While promoting See You on the Other Side in Europe, Jonathan Davis was diagnosed with idiopathic thrombocytopenic purpura, a blood platelet disorder that hospitalized him for the weekend and prevented him from performing at the renowned Download Festival. The band still performed, with guest singers including Corey Taylor of Slipknot/Stone Sour fame, Skindred’s Benji Webbe, and Avenged Sevenfold’s M. Shadows. This led to Korn canceling the rest of their European bill for 2006, including the Hellfest Summer Open Air. It was originally unknown to the public what his ailment was, but the singer revealed in a letter to fans that he was “dangerously low on blood platelets and at a high risk of death from a hemorrhage if the problem was not treated”. His illness did not affect the 2006 Family Values Tour.

In early December it was announced that founding drummer David Silveria would be taking an indefinite hiatus from the band. Korn then performed at the MTV studios in Times Square on December 9, 2006, for the MTV Unplugged series, which was broadcast on February 23, 2007, through MTV.com and on March 2, 2007, across North American, South American, European and Asian MTV stations. In front of a crowd of approximately 50 people, Korn played a fourteen-song acoustic set complete with guest appearances by The Cure and Amy Lee of Evanescence. The performance was eventually cut down to eleven songs for the album, two of which did not air on MTV. Sales of nearly 51,000 brought MTV Unplugged:  Korn to Number Nine in its first week out.

Korn’s untitled eighth album was released on July 31, 2007, debuting at Number Two with 123,000 copies in its first week. The album has been certified Gold for shipments in excess of 500,000 copies. It also concluded Korn’s unique deal with Virgin Records, and featured touring keyboardist Zac Baird, giving the tracks a deeper, atmospheric sound. Drumming duties were left up to Terry Bozzio, and Bad Religion’s Brooks Wackerman, as David Silveria went on a hiatus. Joey Jordison from Slipknot played drums during Korn’s live shows until the permanent addition of Ray Luzier. “Evolution” and “Hold On” were released as singles to promote the album, charting on Billboard’s Mainstream Rock Tracks at Number Four and Number Nine respectively. A third single, “Kiss,” had a limited release in April 2008, being pulled from radio stations over a month after its release.

Although Korn is considered to be the pioneer of the nu-metal genre, the band members themselves have mixed ideas on the genre, with Jonathan Davis looking at it as a neologism and Fieldy accepting it as a functional term for the band’s sound.

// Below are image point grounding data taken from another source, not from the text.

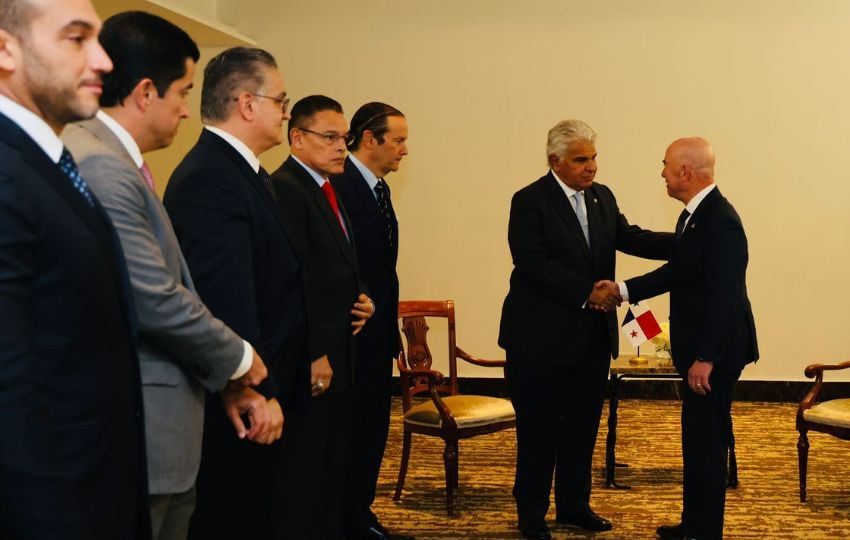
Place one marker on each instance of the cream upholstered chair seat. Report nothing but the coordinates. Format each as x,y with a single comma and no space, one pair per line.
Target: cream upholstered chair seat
835,412
468,411
830,416
444,412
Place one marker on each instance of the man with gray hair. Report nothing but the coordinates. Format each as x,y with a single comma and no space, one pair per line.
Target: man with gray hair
72,455
559,326
246,272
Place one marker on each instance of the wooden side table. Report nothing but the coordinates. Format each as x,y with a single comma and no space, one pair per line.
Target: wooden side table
621,369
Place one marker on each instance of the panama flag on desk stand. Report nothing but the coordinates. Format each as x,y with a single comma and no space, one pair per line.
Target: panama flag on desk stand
640,326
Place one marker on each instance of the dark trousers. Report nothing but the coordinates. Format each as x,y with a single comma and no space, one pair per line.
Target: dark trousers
234,486
310,475
558,408
706,422
368,427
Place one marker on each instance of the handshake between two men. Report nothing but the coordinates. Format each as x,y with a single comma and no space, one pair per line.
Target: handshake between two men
605,296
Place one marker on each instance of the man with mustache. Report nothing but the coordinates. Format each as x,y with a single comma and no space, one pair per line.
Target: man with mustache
564,232
312,474
72,456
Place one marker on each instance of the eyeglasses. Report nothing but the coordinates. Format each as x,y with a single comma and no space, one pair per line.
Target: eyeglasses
330,138
280,101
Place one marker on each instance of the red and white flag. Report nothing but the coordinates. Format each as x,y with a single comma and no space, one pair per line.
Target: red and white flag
640,325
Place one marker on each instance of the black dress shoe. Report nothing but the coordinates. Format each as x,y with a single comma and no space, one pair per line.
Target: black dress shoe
585,519
536,534
377,532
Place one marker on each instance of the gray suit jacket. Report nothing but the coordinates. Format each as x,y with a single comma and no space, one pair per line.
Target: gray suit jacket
182,347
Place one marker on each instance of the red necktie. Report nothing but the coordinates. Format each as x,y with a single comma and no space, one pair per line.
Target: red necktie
328,190
146,173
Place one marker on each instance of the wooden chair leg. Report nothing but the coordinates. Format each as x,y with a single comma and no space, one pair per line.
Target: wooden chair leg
405,459
803,455
450,463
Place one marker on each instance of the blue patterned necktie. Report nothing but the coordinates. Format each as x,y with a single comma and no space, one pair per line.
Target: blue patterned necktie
383,196
69,168
680,224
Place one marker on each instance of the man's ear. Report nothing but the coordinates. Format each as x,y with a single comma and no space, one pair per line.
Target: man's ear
143,94
245,101
10,52
295,136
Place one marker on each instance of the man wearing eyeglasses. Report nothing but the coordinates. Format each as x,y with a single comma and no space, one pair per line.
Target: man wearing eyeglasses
312,473
246,271
379,133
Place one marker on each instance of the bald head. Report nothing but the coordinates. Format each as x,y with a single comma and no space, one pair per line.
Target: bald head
688,167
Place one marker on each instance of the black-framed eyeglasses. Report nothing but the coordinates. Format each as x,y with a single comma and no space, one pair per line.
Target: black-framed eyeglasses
330,137
280,101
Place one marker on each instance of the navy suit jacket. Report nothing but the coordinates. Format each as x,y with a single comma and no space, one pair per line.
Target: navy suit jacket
554,269
242,261
330,263
72,461
710,314
379,341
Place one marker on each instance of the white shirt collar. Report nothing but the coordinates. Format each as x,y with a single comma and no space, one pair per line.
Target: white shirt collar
239,146
124,136
694,202
367,173
316,176
34,126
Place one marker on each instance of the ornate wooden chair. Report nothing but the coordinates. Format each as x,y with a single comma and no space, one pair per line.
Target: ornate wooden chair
831,416
446,414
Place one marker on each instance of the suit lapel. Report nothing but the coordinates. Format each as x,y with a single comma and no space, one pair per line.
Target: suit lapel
220,146
703,208
564,208
95,219
369,202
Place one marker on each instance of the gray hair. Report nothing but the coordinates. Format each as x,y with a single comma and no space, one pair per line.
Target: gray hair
565,134
234,70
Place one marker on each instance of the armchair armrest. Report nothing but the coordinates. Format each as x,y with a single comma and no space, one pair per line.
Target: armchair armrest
463,355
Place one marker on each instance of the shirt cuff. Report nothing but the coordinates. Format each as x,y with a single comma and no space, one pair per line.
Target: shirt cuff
624,291
245,364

“We’ve spawned a lot of clones, but let me explain. . . . Well, I hate the nu-metal term. We have always just been a band that rocks. We didn’t like when people called us a metal band, we are just Korn. People just use these terms when they cannot describe something, but nu-metal . . . when so many bands started making music that sounded like us, that is when nu-metal was born. We don’t have anything to do with it for real, I feel. I wouldn’t wanna call Red Hot Chili Peppers a funk band, and we are not metal or nu-metal, we are Korn. Nu-metal is just a term that doesn’t mean anything.”